Électrolyseurs et défis techniques de l'hydrogène vert ⚡
Pour obtenir de l'hydrogène propre, il faut de l'électricité renouvelable et un électrolyseur. Le processus est simple sur le papier, mais coûteux dans la pratique. On perd entre 30 % et 40 % de l'énergie lors de la conversion. De plus, le stocker nécessite de le comprimer à 700 bars ou de le liquéfier à -253 degrés, des processus qui consomment davantage d'énergie. Les piles à combustible, bien qu'efficaces, ont encore un coût élevé et une durée de vie limitée par rapport à un moteur diesel conventionnel.
L'hydrogène et son talent pour la cachette 🔍
L'hydrogène a une capacité particulière à se faufiler à travers n'importe quel joint ou vanne.

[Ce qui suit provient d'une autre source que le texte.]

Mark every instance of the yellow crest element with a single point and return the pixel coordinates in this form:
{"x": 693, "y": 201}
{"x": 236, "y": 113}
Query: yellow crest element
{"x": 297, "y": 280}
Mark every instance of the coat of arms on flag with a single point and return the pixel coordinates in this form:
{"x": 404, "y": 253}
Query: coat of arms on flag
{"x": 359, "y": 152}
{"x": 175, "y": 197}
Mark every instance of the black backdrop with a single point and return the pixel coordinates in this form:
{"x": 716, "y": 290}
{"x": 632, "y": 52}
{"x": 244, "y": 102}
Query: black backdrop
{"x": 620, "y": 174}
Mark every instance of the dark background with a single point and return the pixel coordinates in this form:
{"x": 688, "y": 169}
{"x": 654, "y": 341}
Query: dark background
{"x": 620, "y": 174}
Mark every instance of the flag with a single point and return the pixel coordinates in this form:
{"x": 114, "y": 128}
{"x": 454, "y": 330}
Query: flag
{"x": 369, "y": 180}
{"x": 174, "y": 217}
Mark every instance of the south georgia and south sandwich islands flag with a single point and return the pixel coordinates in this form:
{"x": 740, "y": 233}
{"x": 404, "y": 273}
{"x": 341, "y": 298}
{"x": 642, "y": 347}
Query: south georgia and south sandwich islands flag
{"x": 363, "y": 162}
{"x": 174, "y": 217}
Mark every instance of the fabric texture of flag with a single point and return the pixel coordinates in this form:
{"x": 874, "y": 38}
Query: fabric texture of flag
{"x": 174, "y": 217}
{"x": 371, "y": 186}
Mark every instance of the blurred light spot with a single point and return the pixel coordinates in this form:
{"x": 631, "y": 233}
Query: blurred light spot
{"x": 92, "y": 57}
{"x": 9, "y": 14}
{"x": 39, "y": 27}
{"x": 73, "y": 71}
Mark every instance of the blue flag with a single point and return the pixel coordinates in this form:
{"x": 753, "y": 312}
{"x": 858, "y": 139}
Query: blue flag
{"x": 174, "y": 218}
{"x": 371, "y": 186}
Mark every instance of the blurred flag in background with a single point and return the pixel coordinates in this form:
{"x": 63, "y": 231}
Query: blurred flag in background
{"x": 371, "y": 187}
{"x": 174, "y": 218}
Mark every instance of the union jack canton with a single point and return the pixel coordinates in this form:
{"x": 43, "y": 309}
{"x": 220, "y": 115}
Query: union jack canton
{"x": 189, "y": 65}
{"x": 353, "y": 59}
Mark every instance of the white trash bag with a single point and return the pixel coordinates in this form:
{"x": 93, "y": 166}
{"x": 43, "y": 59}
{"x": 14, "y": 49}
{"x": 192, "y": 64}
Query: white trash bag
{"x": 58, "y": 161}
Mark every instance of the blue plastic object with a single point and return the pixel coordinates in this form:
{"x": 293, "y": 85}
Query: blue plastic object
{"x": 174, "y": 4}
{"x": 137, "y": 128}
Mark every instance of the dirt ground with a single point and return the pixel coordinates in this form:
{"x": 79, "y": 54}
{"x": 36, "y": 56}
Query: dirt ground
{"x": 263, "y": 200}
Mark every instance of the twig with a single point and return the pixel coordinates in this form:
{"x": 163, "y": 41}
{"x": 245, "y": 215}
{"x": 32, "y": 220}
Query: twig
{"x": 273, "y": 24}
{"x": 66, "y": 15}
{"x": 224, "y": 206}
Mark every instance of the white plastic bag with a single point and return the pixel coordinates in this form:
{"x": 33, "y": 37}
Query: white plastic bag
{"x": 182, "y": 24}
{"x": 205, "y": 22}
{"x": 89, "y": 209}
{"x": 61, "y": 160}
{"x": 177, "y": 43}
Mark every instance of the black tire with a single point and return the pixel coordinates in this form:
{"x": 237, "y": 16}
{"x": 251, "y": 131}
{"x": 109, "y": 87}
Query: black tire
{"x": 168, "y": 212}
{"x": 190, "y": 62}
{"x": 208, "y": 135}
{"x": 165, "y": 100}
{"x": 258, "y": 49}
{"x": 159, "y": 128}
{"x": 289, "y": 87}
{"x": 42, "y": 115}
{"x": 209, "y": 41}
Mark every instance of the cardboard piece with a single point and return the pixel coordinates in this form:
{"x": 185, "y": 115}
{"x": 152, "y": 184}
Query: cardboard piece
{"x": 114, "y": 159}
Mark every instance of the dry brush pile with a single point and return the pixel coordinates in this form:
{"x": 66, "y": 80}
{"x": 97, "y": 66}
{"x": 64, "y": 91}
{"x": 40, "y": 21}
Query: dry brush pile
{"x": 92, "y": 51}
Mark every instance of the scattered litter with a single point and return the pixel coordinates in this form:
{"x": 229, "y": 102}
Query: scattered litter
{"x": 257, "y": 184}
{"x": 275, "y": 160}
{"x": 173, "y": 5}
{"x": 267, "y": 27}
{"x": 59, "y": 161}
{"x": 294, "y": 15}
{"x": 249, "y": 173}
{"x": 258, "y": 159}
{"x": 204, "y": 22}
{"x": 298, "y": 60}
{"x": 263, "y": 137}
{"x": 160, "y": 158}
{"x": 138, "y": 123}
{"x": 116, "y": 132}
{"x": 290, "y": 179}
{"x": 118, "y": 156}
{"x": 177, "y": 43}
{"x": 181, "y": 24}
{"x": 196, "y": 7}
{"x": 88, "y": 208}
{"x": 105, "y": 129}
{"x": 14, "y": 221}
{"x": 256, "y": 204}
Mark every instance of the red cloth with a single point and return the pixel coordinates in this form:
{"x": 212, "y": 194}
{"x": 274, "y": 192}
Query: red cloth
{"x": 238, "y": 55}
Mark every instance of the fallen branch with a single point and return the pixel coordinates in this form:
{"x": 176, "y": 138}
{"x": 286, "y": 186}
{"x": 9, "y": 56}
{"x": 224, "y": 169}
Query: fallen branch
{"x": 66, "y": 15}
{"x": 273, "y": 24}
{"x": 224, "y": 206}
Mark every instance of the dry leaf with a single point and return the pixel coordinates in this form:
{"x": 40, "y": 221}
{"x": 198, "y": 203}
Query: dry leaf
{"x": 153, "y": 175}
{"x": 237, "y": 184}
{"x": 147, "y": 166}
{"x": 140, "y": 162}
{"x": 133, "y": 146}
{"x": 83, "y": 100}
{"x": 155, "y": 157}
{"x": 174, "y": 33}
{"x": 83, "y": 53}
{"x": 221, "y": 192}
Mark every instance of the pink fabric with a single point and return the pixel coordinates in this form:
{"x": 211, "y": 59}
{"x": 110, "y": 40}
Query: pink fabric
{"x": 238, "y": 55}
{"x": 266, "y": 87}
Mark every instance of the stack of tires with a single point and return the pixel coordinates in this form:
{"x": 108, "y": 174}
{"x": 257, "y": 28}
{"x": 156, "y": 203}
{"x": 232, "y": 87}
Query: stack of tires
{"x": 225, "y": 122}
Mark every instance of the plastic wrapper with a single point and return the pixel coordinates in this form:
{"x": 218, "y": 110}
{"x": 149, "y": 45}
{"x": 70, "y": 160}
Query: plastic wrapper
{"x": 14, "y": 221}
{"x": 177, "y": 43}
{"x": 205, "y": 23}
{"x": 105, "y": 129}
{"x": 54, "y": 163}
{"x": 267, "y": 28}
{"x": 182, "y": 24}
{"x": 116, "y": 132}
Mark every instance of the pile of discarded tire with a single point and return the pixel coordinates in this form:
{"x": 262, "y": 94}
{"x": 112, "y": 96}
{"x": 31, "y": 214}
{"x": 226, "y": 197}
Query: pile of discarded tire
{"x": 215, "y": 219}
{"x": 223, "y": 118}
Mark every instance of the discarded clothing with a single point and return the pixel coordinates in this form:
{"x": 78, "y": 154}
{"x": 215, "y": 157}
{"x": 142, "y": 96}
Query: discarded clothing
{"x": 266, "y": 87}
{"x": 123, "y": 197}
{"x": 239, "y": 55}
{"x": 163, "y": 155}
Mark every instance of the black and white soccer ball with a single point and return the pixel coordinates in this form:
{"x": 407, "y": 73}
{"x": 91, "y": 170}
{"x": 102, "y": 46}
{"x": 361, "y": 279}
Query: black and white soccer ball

C'est la plus petite molécule de l'univers, donc trouver des fuites dans un réservoir, c'est comme chercher une aiguille dans une botte de foin. Les ingénieurs utilisent des capteurs très coûteux et des joints spéciaux, mais parfois le gaz s'échappe sans prévenir. Ce n'est pas qu'il soit mauvais, il aime juste sa liberté plus que nous n'aimons faire le plein en cinq minutes.